Me pareció excelente, pleno de gracia, ocurrencia y originalidad. La narrativa de Fernando es (y digo de toda su obra) un permanente llamado a seguir leyendo, con avidez. Su discurso ágil, sorprendente, irónico, chispeante, hace de sus obras un deleite para el lector. Lo sigo desde sus comienzos. Tal vez desde la primera lectura, descubrí a un gran narrador argentino.
Me pareció estupendo. Disfruto mucho ese humor (pareciera que está parado al borde de la corniza y no sabemos si salta o se queda al borde o regresa).
Excelente, no sólo por la maestría de la escritura, sino porque a medida que lo iba leyendo mi sonrisa se agrandaba y agrandaba por lo que logró distenderme bastante de mi larga jornada. Gracias.
I like this story very much. Wish my castellano was good enough to understand all the nuances of Fernando's literary Spanish. I confess I read the English version first, but once I knew what it was all about, I tried the original as well, and discovered that my vocabulary was... let's say: slightly inadequate. So: congratulations Fernando and thank you Thomas C. Meeham for your sensitive translation. Un saludo cordial.
No me sorprende que Fernando Sorrentino sea el autor del cuento ya que, a pesar de haber conocido sus libros hace poco, queda en claro que estamos ante un escritor de pura cepa, con una inventiva admirable y una habilidad única de transmitir sus creaciones al papel. Realmente muy bueno.
Fernando Sorrentino scrive e racconta cose assai originali. Quando leggi i suoi scritti resti interdetto.In un primo momento non sai cosa pensare.

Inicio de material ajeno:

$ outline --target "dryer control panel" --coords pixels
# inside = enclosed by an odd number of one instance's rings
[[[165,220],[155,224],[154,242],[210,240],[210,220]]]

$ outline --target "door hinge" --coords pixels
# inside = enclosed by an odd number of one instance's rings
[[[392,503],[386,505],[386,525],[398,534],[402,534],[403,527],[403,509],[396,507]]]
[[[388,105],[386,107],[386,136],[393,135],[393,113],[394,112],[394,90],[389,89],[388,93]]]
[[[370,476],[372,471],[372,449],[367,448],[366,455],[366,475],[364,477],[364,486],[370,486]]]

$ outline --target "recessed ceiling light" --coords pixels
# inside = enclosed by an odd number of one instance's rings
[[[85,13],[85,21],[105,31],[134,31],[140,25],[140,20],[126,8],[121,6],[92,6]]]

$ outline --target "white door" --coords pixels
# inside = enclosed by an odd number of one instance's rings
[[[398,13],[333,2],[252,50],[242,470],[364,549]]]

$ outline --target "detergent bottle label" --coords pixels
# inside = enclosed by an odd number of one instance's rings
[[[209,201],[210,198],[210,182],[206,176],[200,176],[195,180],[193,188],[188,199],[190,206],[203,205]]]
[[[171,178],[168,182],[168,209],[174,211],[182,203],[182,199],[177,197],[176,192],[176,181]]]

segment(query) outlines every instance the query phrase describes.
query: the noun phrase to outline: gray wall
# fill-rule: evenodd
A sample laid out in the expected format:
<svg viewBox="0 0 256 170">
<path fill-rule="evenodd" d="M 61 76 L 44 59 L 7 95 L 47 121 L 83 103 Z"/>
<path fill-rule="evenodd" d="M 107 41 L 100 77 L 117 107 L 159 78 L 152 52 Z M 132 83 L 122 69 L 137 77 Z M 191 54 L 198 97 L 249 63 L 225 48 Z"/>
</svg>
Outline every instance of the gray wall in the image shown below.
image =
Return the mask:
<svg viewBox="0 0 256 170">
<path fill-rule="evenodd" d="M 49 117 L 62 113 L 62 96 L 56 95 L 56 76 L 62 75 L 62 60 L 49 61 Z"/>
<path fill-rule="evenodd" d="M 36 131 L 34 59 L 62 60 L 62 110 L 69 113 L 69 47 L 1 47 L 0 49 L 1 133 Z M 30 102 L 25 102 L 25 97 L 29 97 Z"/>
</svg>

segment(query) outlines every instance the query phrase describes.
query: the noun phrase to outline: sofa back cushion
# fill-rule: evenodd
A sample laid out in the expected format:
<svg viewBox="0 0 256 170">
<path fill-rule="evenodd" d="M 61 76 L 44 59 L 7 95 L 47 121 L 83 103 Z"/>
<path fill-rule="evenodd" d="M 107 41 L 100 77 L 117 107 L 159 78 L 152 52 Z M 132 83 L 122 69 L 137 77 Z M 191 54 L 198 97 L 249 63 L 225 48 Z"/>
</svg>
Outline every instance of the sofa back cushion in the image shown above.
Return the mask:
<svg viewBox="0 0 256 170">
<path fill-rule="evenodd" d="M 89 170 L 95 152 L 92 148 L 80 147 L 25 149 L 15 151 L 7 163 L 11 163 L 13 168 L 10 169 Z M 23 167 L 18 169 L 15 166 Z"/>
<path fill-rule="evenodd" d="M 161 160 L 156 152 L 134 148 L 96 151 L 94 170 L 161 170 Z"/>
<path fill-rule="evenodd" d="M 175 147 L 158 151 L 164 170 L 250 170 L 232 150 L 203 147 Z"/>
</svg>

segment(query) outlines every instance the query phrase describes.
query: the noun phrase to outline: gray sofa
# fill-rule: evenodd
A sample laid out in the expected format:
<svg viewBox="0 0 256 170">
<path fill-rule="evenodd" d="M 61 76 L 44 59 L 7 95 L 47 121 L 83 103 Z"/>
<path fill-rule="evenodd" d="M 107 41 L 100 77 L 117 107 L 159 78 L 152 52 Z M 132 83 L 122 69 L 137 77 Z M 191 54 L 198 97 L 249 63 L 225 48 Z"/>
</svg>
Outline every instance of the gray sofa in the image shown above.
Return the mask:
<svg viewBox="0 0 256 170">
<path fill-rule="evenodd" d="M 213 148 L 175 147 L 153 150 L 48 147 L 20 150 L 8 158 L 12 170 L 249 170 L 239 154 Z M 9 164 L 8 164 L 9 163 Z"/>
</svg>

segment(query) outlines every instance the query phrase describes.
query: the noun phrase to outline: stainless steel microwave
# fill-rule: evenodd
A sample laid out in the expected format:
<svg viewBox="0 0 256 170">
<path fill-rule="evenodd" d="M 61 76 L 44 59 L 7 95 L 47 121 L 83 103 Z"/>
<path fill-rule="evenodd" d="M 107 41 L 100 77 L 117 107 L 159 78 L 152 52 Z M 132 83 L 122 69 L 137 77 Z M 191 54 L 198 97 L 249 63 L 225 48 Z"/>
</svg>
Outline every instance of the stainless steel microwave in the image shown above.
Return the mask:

Devi fermarti e rifletterci sopra. Solo allora ti rendi conto che Fernando ti ha introdotto in un mondo particolare che, purtroppo,solo i sognatori e gli uomini di grande talento riescono a vedere ed a rappresentare.Noi uomini normali lo apprezziamo in ritardo e, probabilemte, vorremmo poterlo conoscere e rappresentare pure noi in quanto mondo fatto di piccole e semplici cose.
¡¡¡Genial como todos los cuentos tuyos!!! Es una sátira de las muchas situaciones que nos ocurren a menudo por querer ser amables. Lo llevo a un encuentro que tenemos hoy en Chascomús para compartirlo con todos. En una de ésas, allí hay algún director de cine y quiere hacerlo película, y seguramente después presentarla a los Óscar, porque los Manrtín Fierros será muy poco y si llega a haber un Compositor (que por cierto los tenemos, leáse Daniel C.) que quiera hacer una sinfonía de tu obra... y luego alguien la escuche y la quiera estrenar en el Colón... y allí la escuchen compositores de Europa y... (el final te lo dejo en suspenso). Gracias por tus cuentos.